The comparison on our test data is presented in Fig. 5. It shows quantitative evaluation on three extracted patches and whole content of the composited image of the all the compared methods (DCT, DSIFT, 2.5D deconvolution and MGF-ARF). The performance is evaluated with Structural SIMilarity (SSIM) [13] index, the higher SSIM value indicates more similarity between two images. In Fig. 5, for each method, the left part shows the composited all-in-focus image. For the right part, the upper row shows the constructed all-in-focus images for different extracted patches while the lower row presents the local SSIM value map (error map). To make the error map visualize more distinguishable, we choose different \(\delta _{SSIM}\) for corresponding patches according to different distributions of SSIM in different patches, to map the value of \([\delta _{SSIM},1]\) of SSIM to [0, 1] of brightness of the displayed error map.

Fig. 6.
figure 6

Close-up views of red region and entire depthmap generated by: (a) MGF-ARF (b) traditional Laplacian optimization (c) VDFF (d) our method (Color figure online)

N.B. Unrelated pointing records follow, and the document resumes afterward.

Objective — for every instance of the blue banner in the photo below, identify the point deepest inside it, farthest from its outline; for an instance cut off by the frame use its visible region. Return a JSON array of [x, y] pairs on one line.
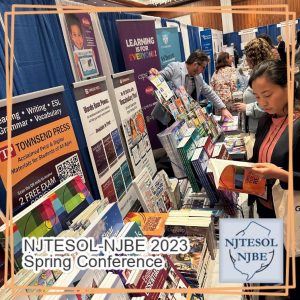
[[168, 45]]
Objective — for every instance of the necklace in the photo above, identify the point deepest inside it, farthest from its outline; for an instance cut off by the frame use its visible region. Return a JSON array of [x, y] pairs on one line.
[[274, 137]]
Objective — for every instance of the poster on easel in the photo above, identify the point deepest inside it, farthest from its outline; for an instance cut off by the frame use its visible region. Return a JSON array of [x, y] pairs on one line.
[[81, 43], [140, 53], [104, 143], [133, 123], [168, 45], [207, 47], [44, 148]]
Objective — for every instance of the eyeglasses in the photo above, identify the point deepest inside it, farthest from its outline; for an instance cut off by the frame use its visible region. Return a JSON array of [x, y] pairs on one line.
[[203, 66]]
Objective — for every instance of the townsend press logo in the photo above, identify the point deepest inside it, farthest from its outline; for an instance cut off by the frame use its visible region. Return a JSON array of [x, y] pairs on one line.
[[251, 250]]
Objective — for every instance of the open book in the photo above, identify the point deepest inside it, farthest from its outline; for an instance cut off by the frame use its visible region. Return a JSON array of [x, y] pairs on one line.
[[236, 176]]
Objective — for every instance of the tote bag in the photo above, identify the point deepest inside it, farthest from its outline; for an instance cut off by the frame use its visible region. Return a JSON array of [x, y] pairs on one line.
[[280, 200]]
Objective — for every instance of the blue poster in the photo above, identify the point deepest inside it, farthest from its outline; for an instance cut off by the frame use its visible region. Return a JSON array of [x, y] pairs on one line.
[[207, 47], [168, 45]]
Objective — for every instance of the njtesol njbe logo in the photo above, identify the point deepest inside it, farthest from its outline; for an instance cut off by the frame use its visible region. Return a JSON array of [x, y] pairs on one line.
[[251, 250]]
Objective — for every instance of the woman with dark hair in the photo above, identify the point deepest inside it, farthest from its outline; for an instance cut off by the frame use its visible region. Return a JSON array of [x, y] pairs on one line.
[[297, 54], [223, 81], [275, 52], [271, 149]]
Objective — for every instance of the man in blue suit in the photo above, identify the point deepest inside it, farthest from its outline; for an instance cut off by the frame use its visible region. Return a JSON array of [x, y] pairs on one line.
[[189, 75]]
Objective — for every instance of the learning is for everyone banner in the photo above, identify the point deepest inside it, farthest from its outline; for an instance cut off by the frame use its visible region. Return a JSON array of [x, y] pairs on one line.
[[140, 52], [81, 42], [44, 149], [104, 142], [168, 45], [133, 123]]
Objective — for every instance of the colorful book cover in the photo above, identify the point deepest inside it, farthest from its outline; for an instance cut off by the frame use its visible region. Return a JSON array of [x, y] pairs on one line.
[[109, 150], [173, 109], [146, 142], [119, 183], [117, 142], [108, 223], [135, 151], [151, 224], [142, 148], [126, 174], [237, 177], [180, 106], [109, 190], [100, 158]]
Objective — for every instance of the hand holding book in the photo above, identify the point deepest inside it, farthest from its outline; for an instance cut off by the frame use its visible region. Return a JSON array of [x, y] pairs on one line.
[[268, 170]]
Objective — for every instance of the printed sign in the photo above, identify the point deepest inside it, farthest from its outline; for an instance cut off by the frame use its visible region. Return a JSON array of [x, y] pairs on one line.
[[168, 45], [104, 143], [140, 52], [44, 149], [133, 123], [251, 250], [81, 40]]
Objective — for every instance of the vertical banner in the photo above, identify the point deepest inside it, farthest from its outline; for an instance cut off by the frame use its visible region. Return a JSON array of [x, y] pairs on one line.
[[133, 123], [140, 52], [104, 142], [207, 47], [81, 44], [168, 45], [44, 149]]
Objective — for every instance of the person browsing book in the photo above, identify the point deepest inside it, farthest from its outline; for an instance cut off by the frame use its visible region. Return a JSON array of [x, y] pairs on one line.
[[189, 75], [271, 149]]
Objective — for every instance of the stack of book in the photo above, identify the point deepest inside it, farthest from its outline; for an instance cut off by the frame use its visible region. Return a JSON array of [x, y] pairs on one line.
[[170, 138], [151, 224], [235, 144], [198, 227], [167, 278], [228, 198], [230, 124], [112, 281], [199, 161], [186, 150], [154, 194]]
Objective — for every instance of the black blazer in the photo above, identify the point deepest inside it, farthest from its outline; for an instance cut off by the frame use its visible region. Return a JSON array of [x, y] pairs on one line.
[[280, 155]]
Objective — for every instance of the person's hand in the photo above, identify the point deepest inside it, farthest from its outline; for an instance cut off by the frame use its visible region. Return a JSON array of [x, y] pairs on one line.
[[240, 107], [153, 71], [226, 114], [268, 170]]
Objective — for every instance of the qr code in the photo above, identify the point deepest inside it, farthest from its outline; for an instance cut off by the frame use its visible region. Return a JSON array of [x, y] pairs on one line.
[[69, 167]]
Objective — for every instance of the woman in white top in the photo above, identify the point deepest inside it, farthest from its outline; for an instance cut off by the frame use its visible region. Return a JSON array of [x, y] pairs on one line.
[[223, 81]]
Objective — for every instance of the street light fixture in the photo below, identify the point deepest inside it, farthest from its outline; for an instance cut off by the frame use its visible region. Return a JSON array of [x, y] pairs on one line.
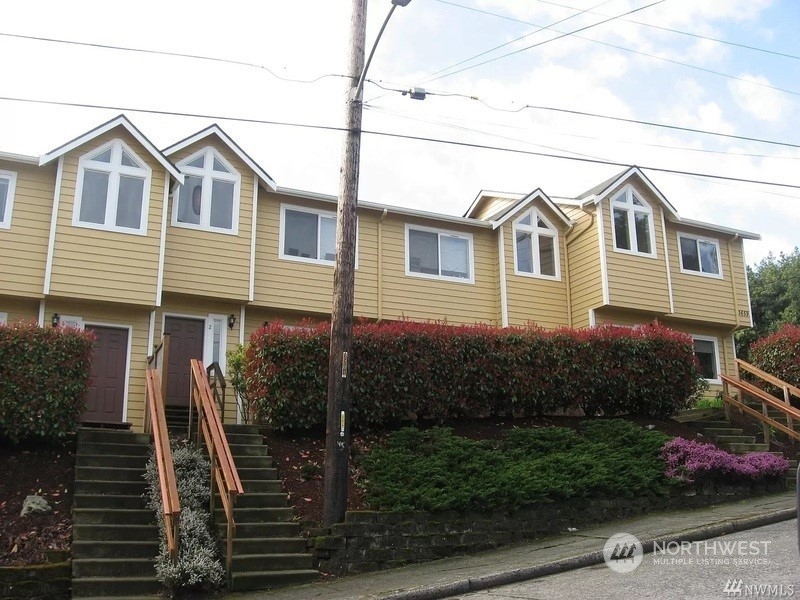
[[337, 433]]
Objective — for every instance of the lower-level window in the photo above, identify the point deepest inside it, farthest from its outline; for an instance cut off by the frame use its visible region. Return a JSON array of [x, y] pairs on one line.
[[706, 350]]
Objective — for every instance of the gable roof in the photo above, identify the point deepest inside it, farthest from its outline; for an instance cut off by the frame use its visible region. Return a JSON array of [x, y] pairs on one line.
[[597, 193], [120, 121], [528, 200], [215, 129]]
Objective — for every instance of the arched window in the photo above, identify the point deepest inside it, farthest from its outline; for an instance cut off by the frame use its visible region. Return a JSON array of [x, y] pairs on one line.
[[632, 223], [536, 246], [209, 196], [113, 190]]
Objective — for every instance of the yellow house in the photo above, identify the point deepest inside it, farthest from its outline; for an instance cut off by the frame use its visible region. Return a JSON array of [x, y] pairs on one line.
[[109, 233]]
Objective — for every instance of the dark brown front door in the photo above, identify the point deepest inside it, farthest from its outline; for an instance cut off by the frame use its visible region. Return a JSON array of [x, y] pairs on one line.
[[107, 387], [185, 343]]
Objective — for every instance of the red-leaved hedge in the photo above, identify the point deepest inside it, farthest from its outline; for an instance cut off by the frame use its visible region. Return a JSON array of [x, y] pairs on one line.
[[44, 379], [407, 370], [779, 354]]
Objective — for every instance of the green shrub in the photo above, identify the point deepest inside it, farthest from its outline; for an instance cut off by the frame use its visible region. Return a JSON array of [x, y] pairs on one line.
[[436, 470], [411, 371], [198, 568], [44, 381]]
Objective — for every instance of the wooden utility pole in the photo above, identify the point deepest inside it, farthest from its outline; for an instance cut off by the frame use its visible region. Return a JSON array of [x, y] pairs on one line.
[[337, 434]]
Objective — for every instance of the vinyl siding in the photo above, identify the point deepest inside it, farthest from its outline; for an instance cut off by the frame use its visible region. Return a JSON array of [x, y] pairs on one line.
[[24, 245], [103, 265], [285, 284], [709, 299], [535, 299], [419, 298], [120, 316], [209, 263], [585, 277]]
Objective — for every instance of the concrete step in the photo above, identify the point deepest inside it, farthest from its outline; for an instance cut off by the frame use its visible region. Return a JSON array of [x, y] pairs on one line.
[[262, 580], [126, 488], [257, 515], [279, 545], [125, 549], [257, 500], [111, 460], [107, 501], [113, 567], [262, 530], [108, 474], [116, 587], [271, 562], [104, 532], [122, 516]]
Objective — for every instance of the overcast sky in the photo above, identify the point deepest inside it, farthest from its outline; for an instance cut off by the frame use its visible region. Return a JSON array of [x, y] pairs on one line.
[[644, 66]]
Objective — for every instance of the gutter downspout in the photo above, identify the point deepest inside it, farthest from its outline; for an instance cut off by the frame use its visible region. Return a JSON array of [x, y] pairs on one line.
[[380, 264]]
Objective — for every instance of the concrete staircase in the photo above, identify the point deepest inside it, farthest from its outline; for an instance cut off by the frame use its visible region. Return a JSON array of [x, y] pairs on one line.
[[115, 537], [268, 550]]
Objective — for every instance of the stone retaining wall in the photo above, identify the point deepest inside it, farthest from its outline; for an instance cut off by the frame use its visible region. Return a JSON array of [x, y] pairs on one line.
[[369, 541]]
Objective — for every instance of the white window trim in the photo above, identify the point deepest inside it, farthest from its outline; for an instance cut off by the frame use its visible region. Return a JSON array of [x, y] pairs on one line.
[[537, 231], [144, 171], [448, 233], [709, 338], [11, 176], [699, 238], [628, 191], [313, 211], [207, 174]]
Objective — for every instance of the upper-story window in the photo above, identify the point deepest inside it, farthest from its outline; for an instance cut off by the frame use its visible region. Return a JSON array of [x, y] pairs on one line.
[[113, 190], [536, 246], [632, 223], [8, 182], [699, 255], [439, 254], [308, 235], [209, 196]]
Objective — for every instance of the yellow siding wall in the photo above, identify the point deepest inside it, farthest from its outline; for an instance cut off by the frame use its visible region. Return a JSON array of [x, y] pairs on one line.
[[419, 298], [138, 319], [103, 265], [703, 298], [20, 309], [210, 263], [535, 299], [585, 278], [24, 246], [649, 289]]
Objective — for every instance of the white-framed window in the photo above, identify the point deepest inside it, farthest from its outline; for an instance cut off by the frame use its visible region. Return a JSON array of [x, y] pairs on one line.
[[209, 196], [632, 223], [8, 183], [699, 255], [536, 246], [706, 349], [308, 235], [439, 254], [113, 190]]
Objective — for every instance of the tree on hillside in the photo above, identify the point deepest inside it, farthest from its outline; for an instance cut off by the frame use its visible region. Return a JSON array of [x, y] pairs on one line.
[[774, 297]]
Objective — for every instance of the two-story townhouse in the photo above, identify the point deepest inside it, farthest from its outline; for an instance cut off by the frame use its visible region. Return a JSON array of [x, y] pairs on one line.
[[109, 233]]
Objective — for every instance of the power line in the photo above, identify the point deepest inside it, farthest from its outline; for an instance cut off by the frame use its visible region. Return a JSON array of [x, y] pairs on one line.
[[403, 137], [558, 37], [615, 46], [229, 61]]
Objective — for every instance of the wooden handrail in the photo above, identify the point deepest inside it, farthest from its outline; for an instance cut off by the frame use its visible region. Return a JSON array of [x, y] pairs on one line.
[[166, 470], [223, 468], [795, 391], [218, 389]]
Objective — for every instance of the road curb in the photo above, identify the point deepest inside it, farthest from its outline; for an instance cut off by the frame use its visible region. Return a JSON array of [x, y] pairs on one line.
[[474, 584]]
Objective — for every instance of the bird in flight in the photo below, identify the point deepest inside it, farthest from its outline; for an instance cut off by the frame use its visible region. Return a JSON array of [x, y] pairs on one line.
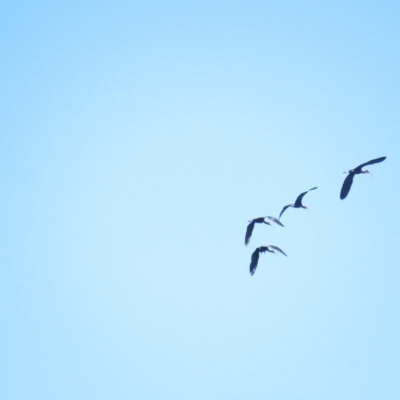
[[349, 178], [298, 203], [256, 255], [260, 220]]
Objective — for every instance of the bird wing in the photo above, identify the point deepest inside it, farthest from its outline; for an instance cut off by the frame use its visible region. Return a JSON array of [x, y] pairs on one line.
[[254, 261], [249, 231], [377, 160], [278, 249], [300, 197], [276, 221], [284, 209], [346, 186]]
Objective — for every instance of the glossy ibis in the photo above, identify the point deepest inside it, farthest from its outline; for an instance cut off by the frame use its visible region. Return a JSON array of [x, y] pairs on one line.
[[256, 255], [349, 178], [298, 203], [260, 220]]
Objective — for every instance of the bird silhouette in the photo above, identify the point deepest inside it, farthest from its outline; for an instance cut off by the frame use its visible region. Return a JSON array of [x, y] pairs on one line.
[[256, 255], [259, 220], [358, 170], [298, 203]]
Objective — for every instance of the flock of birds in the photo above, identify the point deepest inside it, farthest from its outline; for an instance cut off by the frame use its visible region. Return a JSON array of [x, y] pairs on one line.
[[298, 204]]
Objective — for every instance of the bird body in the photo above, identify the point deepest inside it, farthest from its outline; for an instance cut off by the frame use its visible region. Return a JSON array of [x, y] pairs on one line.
[[259, 220], [256, 255], [298, 203], [358, 170]]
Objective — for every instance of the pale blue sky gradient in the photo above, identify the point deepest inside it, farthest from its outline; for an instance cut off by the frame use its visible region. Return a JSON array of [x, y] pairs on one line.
[[137, 140]]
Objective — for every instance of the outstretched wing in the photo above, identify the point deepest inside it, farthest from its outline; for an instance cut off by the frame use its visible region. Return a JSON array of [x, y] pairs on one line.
[[278, 249], [375, 161], [276, 221], [284, 209], [254, 261], [249, 231], [346, 186], [300, 197]]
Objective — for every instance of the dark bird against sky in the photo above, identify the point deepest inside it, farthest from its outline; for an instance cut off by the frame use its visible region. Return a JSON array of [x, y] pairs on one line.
[[298, 203], [260, 220], [256, 255], [349, 179]]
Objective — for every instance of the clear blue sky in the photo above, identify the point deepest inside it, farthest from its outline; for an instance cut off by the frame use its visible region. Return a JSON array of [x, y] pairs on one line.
[[137, 140]]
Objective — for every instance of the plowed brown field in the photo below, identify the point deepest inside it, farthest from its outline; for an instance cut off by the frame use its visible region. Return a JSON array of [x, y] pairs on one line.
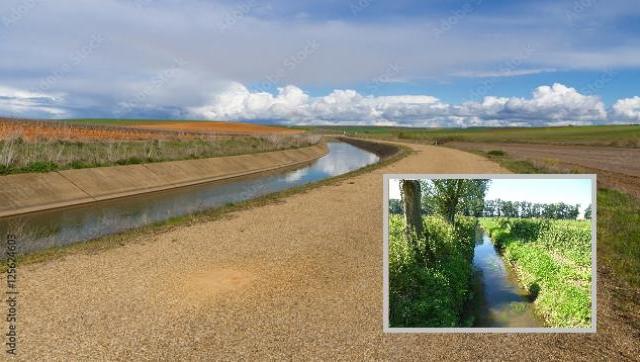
[[54, 130]]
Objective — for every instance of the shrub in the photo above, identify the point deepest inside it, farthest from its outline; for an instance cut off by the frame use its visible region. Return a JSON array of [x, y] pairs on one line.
[[552, 257], [432, 293]]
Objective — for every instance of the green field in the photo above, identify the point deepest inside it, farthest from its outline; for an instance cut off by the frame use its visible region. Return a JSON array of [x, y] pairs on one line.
[[553, 261], [621, 136]]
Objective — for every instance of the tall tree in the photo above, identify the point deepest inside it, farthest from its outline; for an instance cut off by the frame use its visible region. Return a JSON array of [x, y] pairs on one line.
[[410, 192], [456, 196]]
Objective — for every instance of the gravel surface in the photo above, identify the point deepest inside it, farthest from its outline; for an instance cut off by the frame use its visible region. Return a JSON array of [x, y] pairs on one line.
[[617, 167], [298, 279]]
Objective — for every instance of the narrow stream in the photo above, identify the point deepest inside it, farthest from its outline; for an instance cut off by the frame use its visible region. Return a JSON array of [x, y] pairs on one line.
[[58, 227], [500, 301]]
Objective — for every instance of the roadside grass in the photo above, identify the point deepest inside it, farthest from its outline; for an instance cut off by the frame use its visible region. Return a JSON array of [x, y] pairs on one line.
[[617, 135], [433, 288], [553, 261], [619, 234], [19, 156], [144, 233]]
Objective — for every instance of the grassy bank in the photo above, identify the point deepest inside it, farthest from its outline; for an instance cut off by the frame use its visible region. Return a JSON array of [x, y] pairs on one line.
[[144, 233], [18, 155], [553, 261], [432, 293]]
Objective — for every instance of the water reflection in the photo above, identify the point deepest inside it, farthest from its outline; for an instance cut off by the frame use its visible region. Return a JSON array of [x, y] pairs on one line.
[[58, 227], [501, 302]]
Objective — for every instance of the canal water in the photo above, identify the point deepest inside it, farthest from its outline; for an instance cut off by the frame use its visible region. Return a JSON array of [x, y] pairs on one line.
[[58, 227], [500, 301]]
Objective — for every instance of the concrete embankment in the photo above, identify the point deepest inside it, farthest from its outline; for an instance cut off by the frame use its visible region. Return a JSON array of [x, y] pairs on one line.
[[31, 192]]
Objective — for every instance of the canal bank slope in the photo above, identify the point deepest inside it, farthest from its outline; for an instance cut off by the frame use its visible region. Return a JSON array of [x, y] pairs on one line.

From the comparison, we could find that our method (Fig. 5(a)) gives the highest SSIM over compared methods. Our methods preserve both off-plane edges and in-plane edges to make the strong edges and weak edges both sharpest free of artifacts and ghost edges. Whereas, the DSIFT-based method produces artifacts near both off-plane edges and in-plane edges and enhance the noise, as shown in Fig. 5(c). The DCT-based method, Fig. 5(b) and the 2.5D deconvolution method, Fig. 5(f) both produce ghost edges in the off-plane edges, which makes the strong edges blurry and the weak edges near them disappeared in the red patch and the yellow patch. The MGF-ARF method, which is presented in Fig. 5(d), although is free of artifacts of ghost edges, produces noises subject to colored texture from the guided image on the blue patch belonging to the same depth plane.

4.3 Depthmap Comparison

Figure 6 presents performance of our final dense depthmap with our labeled-Laplacian propagation method and the comparison with state-of-the-art depth propagation methods(Laplacian propagation, ARF [15] and DVFF [9]). Figure 6(d) presents our refined dense depthmap, where depth values in the same depth plane are smoothed and depth boundaries are strengthened. We also choose one patch (red) to display the advantage of our method more clearly. In Fig. 6(c), depth values are totally wrong because of false edges. In small patches of Fig. 6(a) and (b), the depth value of the farther box and the boundaries between two different depth plane are affected by the colored texture. In Fig. 6(d) produced by our method, however, noises in the farther box are removed and depth value are smoothed with our labeled-Laplacian propagation.

5 Conclusion

In conclusion, we propose a novel focus stacking method based on max-gradient flow and labeled-Laplacian depth propagation. We utilize max-gradient flow to extract true source points to generate sparse depthmap. Then we design a depth-edge operator to give these sparse points 2 different labels: off-plane edges and in-plane edges. Only off-plane edges are then utilized in the following labeled-Laplacian depth propagation to generate final dense depthmap. Experiments show that our method achieve an all-in-focus image with higher quality than state-of-the-art methods.